‘Les Sauvages de la Mer Pacifique’ by Joseph Dufour is wallpaper. Spectacular, exceptionally rare, two-hundred-year-old wallpaper. Flagged as ‘armchair tourism’, the wallpaper depicts the over twenty different indigenous groups that Captain James Cook or Louis Antoine de Bougainville encountered in the Pacific. With the luscious Tahitian backdrop, the viewer is transported into a different, imaginary time. The panels depict sanitised cultural practices and stereotypes; they refuse to mirror the reality of the unfamiliar tattoos, body adornments and cultural practices encountered, and instead focus on the narrative of ‘The Garden of Eden’. It even comes complete with the Easter egg of Cook dying if you’re willing to travel to Te Papa to search for it; it’s pretty much a PC Where’s Wally.
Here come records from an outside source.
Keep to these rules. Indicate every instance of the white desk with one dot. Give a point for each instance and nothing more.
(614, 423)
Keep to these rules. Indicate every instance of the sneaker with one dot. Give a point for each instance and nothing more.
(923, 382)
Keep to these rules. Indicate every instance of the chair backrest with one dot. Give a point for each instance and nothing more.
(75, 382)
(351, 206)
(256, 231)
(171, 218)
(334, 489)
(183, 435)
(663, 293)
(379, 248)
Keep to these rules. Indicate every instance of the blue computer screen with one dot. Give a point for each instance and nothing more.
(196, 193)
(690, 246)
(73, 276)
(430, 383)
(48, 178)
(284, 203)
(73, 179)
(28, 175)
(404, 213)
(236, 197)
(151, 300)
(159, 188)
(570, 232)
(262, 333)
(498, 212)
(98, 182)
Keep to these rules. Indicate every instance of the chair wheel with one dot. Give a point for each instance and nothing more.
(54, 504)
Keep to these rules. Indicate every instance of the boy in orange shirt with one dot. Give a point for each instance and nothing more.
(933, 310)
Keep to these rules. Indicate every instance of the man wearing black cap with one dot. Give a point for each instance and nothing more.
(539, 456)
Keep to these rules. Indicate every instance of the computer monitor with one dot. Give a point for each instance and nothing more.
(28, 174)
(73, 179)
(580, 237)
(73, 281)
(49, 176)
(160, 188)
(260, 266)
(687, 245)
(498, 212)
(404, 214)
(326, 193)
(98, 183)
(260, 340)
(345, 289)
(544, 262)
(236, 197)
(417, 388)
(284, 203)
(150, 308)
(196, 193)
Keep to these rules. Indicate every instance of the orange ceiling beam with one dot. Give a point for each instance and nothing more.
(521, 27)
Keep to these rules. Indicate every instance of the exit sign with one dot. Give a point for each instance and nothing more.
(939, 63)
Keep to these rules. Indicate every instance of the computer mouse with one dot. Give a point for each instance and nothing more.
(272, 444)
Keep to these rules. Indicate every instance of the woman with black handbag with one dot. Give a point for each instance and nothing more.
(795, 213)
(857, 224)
Take this wallpaper, animate the characters, spread it across 26 meters and you have Lisa Reihana’s ‘in Pursuit of Venus [infected]’, a panoramic arrangement of the beauties and horrors witnessed and most certainly created by early colonisers. Reihana’s work picks up what Dufour’s lacks: difficult encounters and the complexities and nuances of colonisation and cultural identities. The work disrupts the romantic ideology of the time, peeling back a layer of ignorant white wash to reveal the honest story of a country.
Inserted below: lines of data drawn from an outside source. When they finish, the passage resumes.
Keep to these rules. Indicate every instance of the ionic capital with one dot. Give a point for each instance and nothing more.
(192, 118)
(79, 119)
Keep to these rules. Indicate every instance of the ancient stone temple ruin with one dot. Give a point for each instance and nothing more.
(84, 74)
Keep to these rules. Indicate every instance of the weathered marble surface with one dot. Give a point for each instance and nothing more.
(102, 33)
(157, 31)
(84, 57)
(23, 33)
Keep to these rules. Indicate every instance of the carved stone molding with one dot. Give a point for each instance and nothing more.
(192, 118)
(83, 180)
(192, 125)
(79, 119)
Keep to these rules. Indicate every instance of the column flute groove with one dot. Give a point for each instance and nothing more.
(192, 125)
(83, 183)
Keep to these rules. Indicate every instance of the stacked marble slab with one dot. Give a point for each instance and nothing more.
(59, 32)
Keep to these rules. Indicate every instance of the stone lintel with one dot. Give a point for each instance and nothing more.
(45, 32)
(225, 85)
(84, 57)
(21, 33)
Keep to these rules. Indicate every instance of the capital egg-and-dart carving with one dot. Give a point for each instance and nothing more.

Reihana became the name to watch when she was announced as the representative for New Zealand’s contemporary art exhibit at the 2017 Venice Arte Biennale. Her ‘Emissaries’ exhibition, an extended version of the original ‘in Pursuit of Venus [infected]’, was met with stellar reviews from the international melting pot of attendees. Interrelated sculpture and photo-based works were dispersed throughout her exhibit to create a true masterpiece on the world stage.
You can see the exhibit for yourself on our very own Dowling Street. ‘Extrait d’Image’ captures poignant still images from the ‘in Pursuit of Venus [infected]’ video footage and encases them in glass.
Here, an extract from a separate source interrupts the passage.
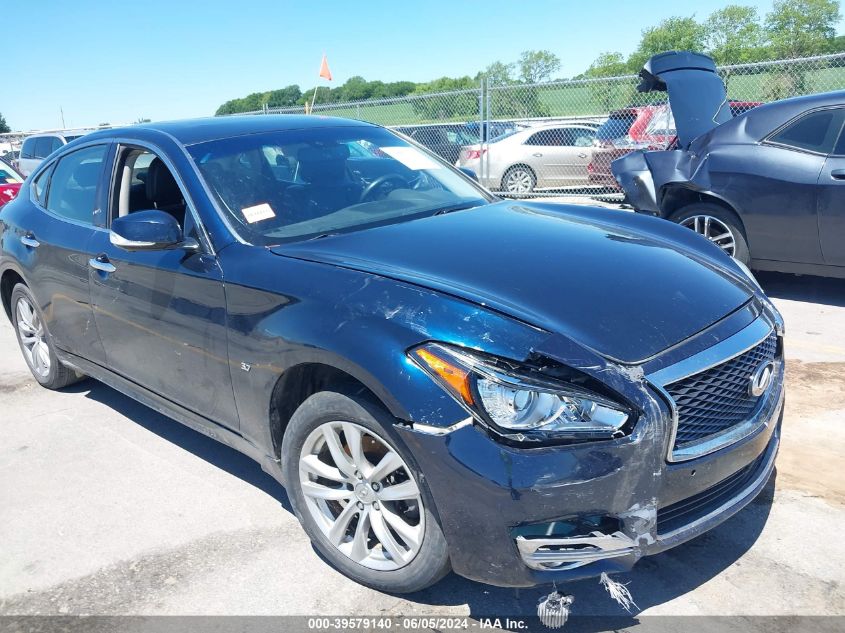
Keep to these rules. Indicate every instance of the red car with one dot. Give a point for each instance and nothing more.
(650, 127)
(10, 182)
Finally, I have an Easter egg of my own to leave you with. If at any point you’ve indulged in an Allpress coffee over the past few months and admired the vibrant design circling the bottom rim of the takeaway cup, congrats. You too have witnessed Reihana’s ‘in Pursuit of Venus [infected]’ in all its confronting glory.
This exhibit refuses to conclude, it undergoes a constant metamorphosis from one medium to another, it infects our perspectives time and time again. Reihana’s historically correctional works raise new questions with every evolution. I suggest you head over to Milford Galleries, always free and always warm, to contemplate them for yourself.